To estimate the 2D position of the body joints on the input camera frames, the ILovePose's implementation of Fast Human Pose Estimation was used. After the 2D pose estimation library processes the input images, the estimated 2D position of the body joints are triangulated by the 3D reconstruction module developed using some of the tools provided by OpenCV.

Approach 2: 3D pose estimation + averaging

The second solution proposed is based on the use of a neural network to directly predict the 3D pose from each of the camera frames. Later, the camera calibration parameters are used to transform the prediction from the camera's coordinate system to the world's coordinates system. Also, a classic point set registration method is used to obtain the best transform between the resulting pose predictions from each of the frames, later using it to refine the transformation between the cameras coordinate systems. This 3D pose estimator uses the Real-time 3D Multi-person Pose Estimation implementation by Daniil-Osokin to infer the 3D pose out of each of the camera frames provided as input. Then, each of the estimated poses gets transformed relative to the camera coordinate system specified as the origin. To perform the said transformation, the system uses the rotation and translation vectors computed during multi-camera system calibration.
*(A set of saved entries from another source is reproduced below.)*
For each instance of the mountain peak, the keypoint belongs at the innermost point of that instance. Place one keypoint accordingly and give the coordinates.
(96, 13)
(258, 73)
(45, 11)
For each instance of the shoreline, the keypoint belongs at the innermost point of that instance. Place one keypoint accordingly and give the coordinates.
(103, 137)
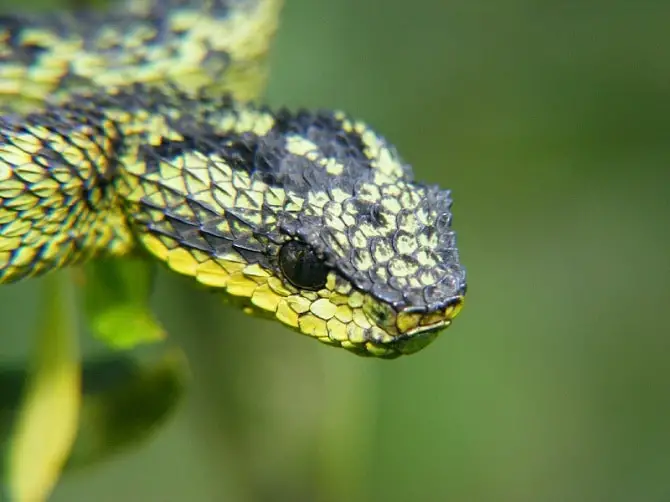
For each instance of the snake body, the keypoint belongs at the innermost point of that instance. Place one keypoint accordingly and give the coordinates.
(133, 128)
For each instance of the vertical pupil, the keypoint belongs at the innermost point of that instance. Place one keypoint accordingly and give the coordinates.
(301, 266)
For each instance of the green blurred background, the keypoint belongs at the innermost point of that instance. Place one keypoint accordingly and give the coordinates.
(550, 121)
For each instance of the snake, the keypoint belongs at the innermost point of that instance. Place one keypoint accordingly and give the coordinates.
(138, 127)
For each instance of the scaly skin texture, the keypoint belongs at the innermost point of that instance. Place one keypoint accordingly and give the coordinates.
(310, 218)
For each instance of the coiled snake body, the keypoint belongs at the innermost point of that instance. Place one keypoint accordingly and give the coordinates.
(132, 128)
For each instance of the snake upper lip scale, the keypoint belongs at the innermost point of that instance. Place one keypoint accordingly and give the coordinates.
(124, 133)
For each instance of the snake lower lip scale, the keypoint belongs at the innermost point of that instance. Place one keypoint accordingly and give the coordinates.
(128, 134)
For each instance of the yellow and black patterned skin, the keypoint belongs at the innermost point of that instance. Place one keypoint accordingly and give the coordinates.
(311, 218)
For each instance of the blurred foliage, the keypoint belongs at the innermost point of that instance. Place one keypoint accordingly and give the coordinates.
(549, 121)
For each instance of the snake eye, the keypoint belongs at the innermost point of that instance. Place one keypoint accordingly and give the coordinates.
(301, 266)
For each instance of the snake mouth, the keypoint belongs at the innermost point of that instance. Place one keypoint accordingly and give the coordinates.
(411, 322)
(418, 329)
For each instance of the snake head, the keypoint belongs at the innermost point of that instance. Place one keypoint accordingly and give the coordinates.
(310, 218)
(373, 252)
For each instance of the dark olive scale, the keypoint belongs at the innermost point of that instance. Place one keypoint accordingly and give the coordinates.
(146, 139)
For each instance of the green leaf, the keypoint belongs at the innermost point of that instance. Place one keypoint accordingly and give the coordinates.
(116, 297)
(48, 418)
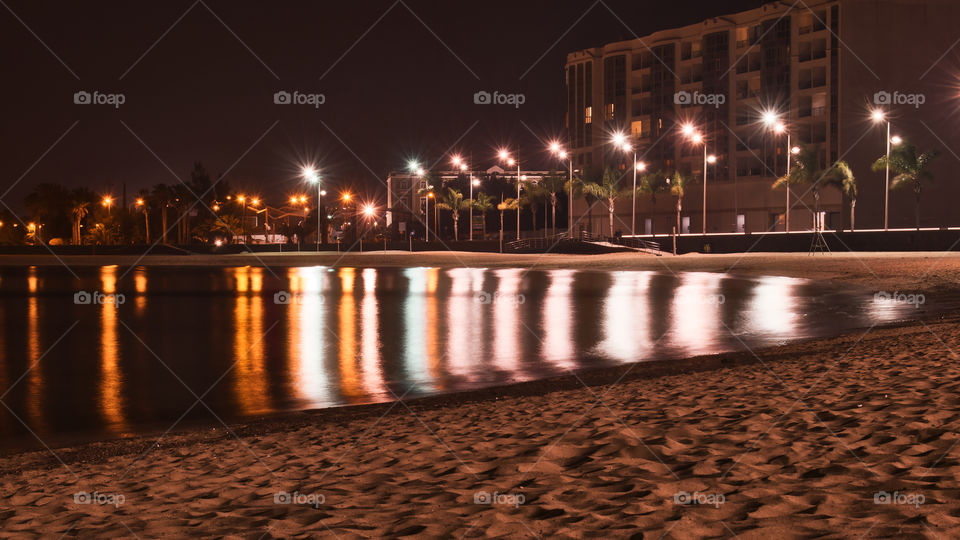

The resulting pose that is returned by the system gets computed by averaging the 3D positions of the joints estimated for each frame. Each joint position is weighted on the average by its confidence score, provided by the network.

The system not only provides the user with a 3D pose estimation but also helps to correct the transformation between other cameras coordinate systems and the origin camera coordinate system. To achieve said correction the system uses a point set registration method to compute the optimal transformation for pose alignment between the inferred poses and updates the rotation and translation parameters using a low pass filter.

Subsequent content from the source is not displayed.